На вечерах у мадам Семен бывало двое молодых людей, которых нежная дружба как бы объединяла с детства; один сутулый, хоть и невысокий, не столько тощий, сколько поджарый, с волосами скорее выцветшими, нежели светлыми, с гордым носом, с робким взглядом; это был Амедей Флериссуар. Другой, полный и приземистый, с жесткими, низко растущими черными волосами, держал, в силу странной привычки, голову вечно склоненной к левому плечу, рот открытым и правую руку протянутой вперед: я описал Гастона Блафафаса. Отец Амедея был мраморных дел мастер, изготовлял надгробные памятники и торговал похоронными венками; Гастон был сын видного аптекаря.

(Это может показаться странным, но имя Blafaphas очень распространено в деревнях по отрогам Пиринеев, хоть оно и пишется по-разному. Так, в одном только местечке Ста…, где ему пришлось присутствовать на экзамене, пишущий эти строки встретил нотариуса Blaphaphas, парикмахера Blafafaz, мясника Blfphaface, которые, будучи спрошены, отрицали какую бы то ни было общность своего происхождения, причем каждый из них относился с известным презрением к именам остальных двух и к их неизящному начертанию. — Но эти филологические замечания могут интересовать лишь довольно ограниченный круг читателей.)

Чем были бы Флериссуар и Блафафас друг без друга? Это трудно себе представить. В лицее, на переменах, их всегда можно было видеть вместе; вечно изводимые, они утешали друг друга, внушали друг другу терпение, стойкость. Их называли «Блафафуарами». Их дружба казалась им единственным ковчегом, оазисом в безжалостной пустыне жизни. Стоило одному из них испытать какую-либо радость, как он немедленно стремился ею поделиться; или, вернее, для каждого из них только то было радостью, что он переживал вместе с другим.

Учась посредственно, несмотря на свое обезоруживающее усердие, и упорно не поддаваясь какой бы то ни было культуре, Блафафуары вечно были бы последними в классе, если бы не содействие Эдокса Левишона, который за небольшие одолжения исправлял их работы и даже сам писал за них. Этот Левишон был младший сын одного из крупнейших в городе ювелиров. (Двадцать лет тому назад, вскоре после женитьбы на единственной дочери ювелира Коэна, — когда в виду цветущего положения дел он покинул нижний квартал и обосновался недалеко от казино, — ювелир Альбер Леви счел желательным соединить и слить оба имени, Levy-Cohen — Levichon, подобно тому, как он соединял обе фирмы.)

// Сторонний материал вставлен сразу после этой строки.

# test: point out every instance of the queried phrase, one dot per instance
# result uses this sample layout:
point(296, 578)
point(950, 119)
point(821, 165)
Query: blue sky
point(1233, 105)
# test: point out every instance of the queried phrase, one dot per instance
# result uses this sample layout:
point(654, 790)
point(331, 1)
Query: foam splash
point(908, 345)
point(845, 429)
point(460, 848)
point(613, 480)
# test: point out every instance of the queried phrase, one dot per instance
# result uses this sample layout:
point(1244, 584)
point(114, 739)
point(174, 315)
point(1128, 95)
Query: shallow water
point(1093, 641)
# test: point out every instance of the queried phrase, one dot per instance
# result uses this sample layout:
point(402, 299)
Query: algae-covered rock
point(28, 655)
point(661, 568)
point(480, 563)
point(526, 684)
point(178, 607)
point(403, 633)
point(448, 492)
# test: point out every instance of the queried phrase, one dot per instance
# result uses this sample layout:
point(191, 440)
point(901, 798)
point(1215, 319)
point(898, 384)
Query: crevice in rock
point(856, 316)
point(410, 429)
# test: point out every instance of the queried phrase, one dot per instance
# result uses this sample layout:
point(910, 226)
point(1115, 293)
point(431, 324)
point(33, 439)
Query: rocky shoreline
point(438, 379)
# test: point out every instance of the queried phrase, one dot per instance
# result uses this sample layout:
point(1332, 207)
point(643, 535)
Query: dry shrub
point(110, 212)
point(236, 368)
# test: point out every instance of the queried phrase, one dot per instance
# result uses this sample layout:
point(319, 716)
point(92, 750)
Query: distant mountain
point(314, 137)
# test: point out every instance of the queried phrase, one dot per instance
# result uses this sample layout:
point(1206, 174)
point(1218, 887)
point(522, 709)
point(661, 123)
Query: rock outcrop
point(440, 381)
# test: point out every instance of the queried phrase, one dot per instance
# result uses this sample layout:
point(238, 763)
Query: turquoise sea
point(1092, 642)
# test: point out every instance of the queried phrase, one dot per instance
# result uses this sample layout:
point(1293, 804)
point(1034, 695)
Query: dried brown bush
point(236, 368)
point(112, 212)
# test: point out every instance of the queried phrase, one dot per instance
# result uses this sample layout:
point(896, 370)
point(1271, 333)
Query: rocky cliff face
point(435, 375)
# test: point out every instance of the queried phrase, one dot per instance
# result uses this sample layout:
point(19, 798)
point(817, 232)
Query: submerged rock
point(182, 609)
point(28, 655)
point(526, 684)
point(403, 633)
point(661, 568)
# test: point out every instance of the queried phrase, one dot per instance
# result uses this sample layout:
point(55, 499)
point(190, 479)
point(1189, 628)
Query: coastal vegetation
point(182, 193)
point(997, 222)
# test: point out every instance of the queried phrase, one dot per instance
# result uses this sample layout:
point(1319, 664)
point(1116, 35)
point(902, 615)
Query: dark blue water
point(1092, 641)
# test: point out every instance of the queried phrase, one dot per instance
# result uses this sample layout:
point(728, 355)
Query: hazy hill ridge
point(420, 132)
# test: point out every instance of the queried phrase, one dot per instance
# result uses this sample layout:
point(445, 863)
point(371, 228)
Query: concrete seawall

Блафафас был вынослив, но Флериссуар — сложения хрупкого. С приближением возмужалости облик Гастона затенился, и казалось, растительная сила все его тело покроет волосами; между тем как более чувствительная кожа Амедея сопротивлялась, воспалялась, прыщевела, словно волос прорастал с трудом. Блафафас-отец посоветовал очищать кровь, и каждый понедельник Гастон приносил с собой в портфеле склянку противоцынготного сиропа и тайком передавал ее приятелю. Они прибегали также и к мазям.

В это самое время Амедей схватил первую простуду, — простуду, которая, несмотря на благодатный климат По, продержалась всю зиму и оставила после себя неприятную чувствительность бронхов. Для Гастона это явилось поводом для новых забот; он пичкал своего друга лакрицей, грудными ягодами, исландским мохом и эвкалиптовыми леденцами от кашля, которые Блафафас-отец изготовлял сам по рецепту одного старого кюре. Легко подверженный катарам, Амедей должен был постоянно носить на воздухе фуляр.

Амедей ни о чем ином не помышлял, как о том, чтобы пойти по стопам отца, Гастон же, хоть на вид и беспечный, не был лишен инициативы; еще в лицее он занимался разными мелкими изобретениями, правда, скорее забавного свойства: мухоловка, весы для шариков, секретный замок для парты, в которой, впрочем, хранилось не больше тайн, чем в его сердце. Сколь ни были невинны его первые технические опыты, они все же привели его к более серьезным изысканиям, которыми он занялся впоследствии и первым результатом которых явилось изобретение «гигиенической бездымной трубки для слабогрудых и прочих курильщиков», долгое время украшавшей витрину аптеки.